Step 5) Execute a quality, strategic content marketing campaign
Some website owners, after being hit by Google Penguin and losing most (if not all) of their website traffic, tend to shy away from link building campaigns. Once you start removing large numbers of links, Google is going to notice. The trick is not to abandon link building; inbound links are still the most important piece of the ranking algorithm. Instead, you must replace them with high-quality, authoritative links that you earn.
One of the best ways to build these backlinks is through guest blogging. I’ve written an in-depth guide on how to execute a guest blogging campaign here: “The Ultimate, Step-by-Step Guide to Building Your Business by Guest Blogging.”
In addition to building links through guest blogging, you’re going to need a quality on-site content strategy. Your goal should be to fulfill the 3 Pillars of SEO: Content, Links and Social Media.
Social media sends a great sign to Google that your business and website is legitimate. Becoming active on sites such as Facebook, Twitter, Pinterest, Google plus, LinkedIn, and others will show Google that your website has a broad audience.

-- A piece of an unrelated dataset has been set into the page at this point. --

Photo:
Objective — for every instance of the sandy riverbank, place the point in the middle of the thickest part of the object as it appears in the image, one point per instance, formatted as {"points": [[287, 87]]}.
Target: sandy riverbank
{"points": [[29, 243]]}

For help implementing a content marketing strategy, see these articles:
- How to Build a Kickass Content Marketing Strategy
- How to Execute a Converged Media Content Strategy (And Why You Should)
- How to Build Your First Content Marketing Strategy
Having your website penalized by Google’s Penguin algorithm can devastating. It can take your website’s traffic and revenue and make it disappear overnight. One thing for certain is that Google will continue updating its Penguin algorithm as it attempts to identify and remove webspam.
The sites that have the right types of inbound links will win out in the long run, while avoiding penalization. Make sure you have a long-term plan that includes periodically auditing your links along with executing a high-quality content marketing strategy to build relevant links which will support your website in the rankings. Most importantly, stay away from low-quality link building tactics that do nothing more than create spam.